On 22nd October 2013, the Bishop of Derby, the Rt Revd Alastair Redfern, took part in the Second Reading debate of the Government’s Transparency of Lobbying, Non-Party Campaigning and Trade Union Administration Bill. In his speech, he asked the Minister to comment on three of the major tests for regulating transparency: the test of influencing electoral outcomes; the test of levels of financial expenditure and the test regarding the constituency as a measure. He expressed concern that as a result of politics becoming professionalised and pragmatic, ordinary people with political instincts were being excluded and the Bill as it stood would further sap political energy. The bishop hoped that there would be a pause and that the Minister would be willing to meet representatives of charities, faith and voluntary groups to look at proper controls and accountability.

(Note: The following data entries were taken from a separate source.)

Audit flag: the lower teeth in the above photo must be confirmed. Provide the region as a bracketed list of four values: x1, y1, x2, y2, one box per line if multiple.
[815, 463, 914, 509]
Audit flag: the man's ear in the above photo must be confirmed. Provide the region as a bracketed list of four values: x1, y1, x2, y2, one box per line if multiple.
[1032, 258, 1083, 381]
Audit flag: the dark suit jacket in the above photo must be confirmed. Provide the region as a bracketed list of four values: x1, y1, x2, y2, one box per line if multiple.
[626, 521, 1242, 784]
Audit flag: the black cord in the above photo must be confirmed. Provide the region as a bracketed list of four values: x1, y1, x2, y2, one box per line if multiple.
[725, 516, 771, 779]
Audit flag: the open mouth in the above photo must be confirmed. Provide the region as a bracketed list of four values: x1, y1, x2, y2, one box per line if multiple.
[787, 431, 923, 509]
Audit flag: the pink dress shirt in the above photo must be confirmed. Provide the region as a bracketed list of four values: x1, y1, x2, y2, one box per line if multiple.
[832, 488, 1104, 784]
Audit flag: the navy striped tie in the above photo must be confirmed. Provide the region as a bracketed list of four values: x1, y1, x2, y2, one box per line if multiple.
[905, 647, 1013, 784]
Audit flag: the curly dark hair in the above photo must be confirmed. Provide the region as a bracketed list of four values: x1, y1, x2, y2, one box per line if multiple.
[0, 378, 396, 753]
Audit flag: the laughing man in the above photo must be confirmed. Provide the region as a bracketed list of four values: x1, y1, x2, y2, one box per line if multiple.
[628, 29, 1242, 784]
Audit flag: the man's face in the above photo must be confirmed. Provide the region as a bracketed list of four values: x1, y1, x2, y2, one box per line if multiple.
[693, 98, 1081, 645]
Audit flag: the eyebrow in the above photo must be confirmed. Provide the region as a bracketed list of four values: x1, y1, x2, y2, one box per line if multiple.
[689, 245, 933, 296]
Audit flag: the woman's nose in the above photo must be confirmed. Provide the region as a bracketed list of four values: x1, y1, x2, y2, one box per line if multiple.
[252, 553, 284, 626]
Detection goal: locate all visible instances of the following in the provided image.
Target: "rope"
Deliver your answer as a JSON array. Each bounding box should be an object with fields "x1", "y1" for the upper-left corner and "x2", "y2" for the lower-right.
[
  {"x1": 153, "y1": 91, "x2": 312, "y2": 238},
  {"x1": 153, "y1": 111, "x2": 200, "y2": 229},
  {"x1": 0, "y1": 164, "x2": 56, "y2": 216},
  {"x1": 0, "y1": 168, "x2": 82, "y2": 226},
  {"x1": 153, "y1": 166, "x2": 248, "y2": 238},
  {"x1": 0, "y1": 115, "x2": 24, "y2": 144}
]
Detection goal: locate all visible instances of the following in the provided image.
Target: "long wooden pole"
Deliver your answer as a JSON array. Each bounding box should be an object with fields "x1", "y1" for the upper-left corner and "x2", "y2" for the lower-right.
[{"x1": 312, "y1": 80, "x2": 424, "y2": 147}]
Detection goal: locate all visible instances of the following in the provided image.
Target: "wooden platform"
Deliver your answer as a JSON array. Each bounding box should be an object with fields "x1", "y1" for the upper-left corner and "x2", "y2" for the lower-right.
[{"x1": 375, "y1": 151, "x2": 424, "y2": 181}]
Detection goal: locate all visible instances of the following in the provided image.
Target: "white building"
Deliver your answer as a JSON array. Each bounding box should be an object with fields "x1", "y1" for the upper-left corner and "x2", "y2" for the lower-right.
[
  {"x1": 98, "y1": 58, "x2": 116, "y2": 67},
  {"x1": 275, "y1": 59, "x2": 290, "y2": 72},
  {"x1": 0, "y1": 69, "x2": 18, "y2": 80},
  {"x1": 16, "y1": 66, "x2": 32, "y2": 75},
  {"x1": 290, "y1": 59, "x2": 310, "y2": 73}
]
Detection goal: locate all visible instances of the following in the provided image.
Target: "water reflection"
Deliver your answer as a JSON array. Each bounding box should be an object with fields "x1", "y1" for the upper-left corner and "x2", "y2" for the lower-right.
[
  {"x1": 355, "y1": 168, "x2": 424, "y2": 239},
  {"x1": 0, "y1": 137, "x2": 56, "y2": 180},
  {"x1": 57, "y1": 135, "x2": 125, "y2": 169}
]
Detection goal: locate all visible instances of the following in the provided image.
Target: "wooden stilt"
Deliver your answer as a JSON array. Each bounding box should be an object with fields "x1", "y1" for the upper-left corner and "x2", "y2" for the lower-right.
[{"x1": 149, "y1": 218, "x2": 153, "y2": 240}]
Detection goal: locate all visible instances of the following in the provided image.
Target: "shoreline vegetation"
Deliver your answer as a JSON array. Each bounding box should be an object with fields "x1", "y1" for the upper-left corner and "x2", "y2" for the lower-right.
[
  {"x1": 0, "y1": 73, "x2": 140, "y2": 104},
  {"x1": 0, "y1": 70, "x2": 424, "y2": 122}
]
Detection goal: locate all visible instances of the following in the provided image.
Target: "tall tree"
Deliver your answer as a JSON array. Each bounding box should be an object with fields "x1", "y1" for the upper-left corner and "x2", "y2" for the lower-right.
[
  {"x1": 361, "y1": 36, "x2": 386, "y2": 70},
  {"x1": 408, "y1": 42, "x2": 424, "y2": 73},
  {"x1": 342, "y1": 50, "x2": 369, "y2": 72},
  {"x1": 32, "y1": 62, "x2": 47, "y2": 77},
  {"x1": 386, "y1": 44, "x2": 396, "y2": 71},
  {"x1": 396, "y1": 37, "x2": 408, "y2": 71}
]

Bishop of DerbyThe Lord Bishop of Derby: My Lords, I, too, want to comment on Part 2 from the perspective of charities and faith groups and the scoping out of a framework in this debate for further work. I declare an interest as a trustee of Christian Aid and as chair of the governors of the Churches’ Legislation Advisory Service, the secretariat service of which comprises Central Lobby consultants who will have to register under Part 1 of the Bill.

I recognise that the Government are trying hard to listen to concerns about Part 2. Like others, I have been in correspondence with the Leader of the Commons and his team. However, as the noble Baroness, Lady Hayter, and others have said, the Constitution Committee noted:

“The provisions of Part 2 directly affect the fundamental common law right to freedom of political expression”.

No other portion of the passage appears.